An Atheist Professor of Philosophy was speaking to his Class on the problem Science has with God. He asked one of his new Christian students to stand.

  • Professor: You are a Christian, aren’t you, son?
  • Student: Yes, sir.
  • Professor: So, you believe in God?
  • Student: Absolutely, sir.
  • Professor: Is God good?
  • Student: Sure.
  • Professor: My brother died of cancer, even though he prayed to God to heal him. Most of us would attempt to help others who are ill. But God didn’t. How is God good, then? Hmm?
  • (Student was silent)
  • Professor: You can’t answer, can you? Let’s start again, young fella. Is God good?
  • Student: Yes.
  • Professor: Is Satan good?
  • Student: No.
  • Professor: Where does Satan come from?
  • Student: From.. God.
  • Professor: That’s right. Tell me son, is there evil in this world?
  • Student: Yes.
  • Professor: Evil is everywhere, isn’t it? And God did make everything. Correct?
  • Student: Yes.
  • Professor: So who created evil?
  • (Student didn’t answer)
  • Professor: Is there sickness? Immortality? Hatred? Ugliness? All these terrible things exist in the world, don’t they?
  • Student: Yes, sir.
  • Professor: So, who created them?
  • (Student had no answer)
  • Professor: Science says you have 5 senses you use to identify and observe the world around you. Tell me, son.. have you ever seen God?
  • Student: No, sir.
  • Professor: Tell us if you have ever heard your God.
  • Student: No, sir.
  • Professor: Have you ever felt your God, tasted your God, smelt your God? Have you ever had any sensory perception of God, for that matter?

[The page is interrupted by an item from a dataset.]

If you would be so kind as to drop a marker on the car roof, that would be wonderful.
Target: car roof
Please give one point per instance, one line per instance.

  • Student: No, sir. I’m afraid I haven’t.
  • Professor: Yet you still believe in Him?
  • Student: Yes.
  • Professor: According to empirical, testable, demonstrable protocol, Science says your God doesn’t exist. What do you say to that, son?
  • Student: Nothing. I only have my Faith.
  • Professor: Yes, Faith. And that is the problem Science has.
  • Student: Professor, is there such a thing as Heat?
  • Professor: Yes.
  • Student: And is there such a thing as Cold?
  • Professor: Yes.
  • Student: No, sir, there isn’t.
  • (The Lecture Theatre became very quiet with this turn of events)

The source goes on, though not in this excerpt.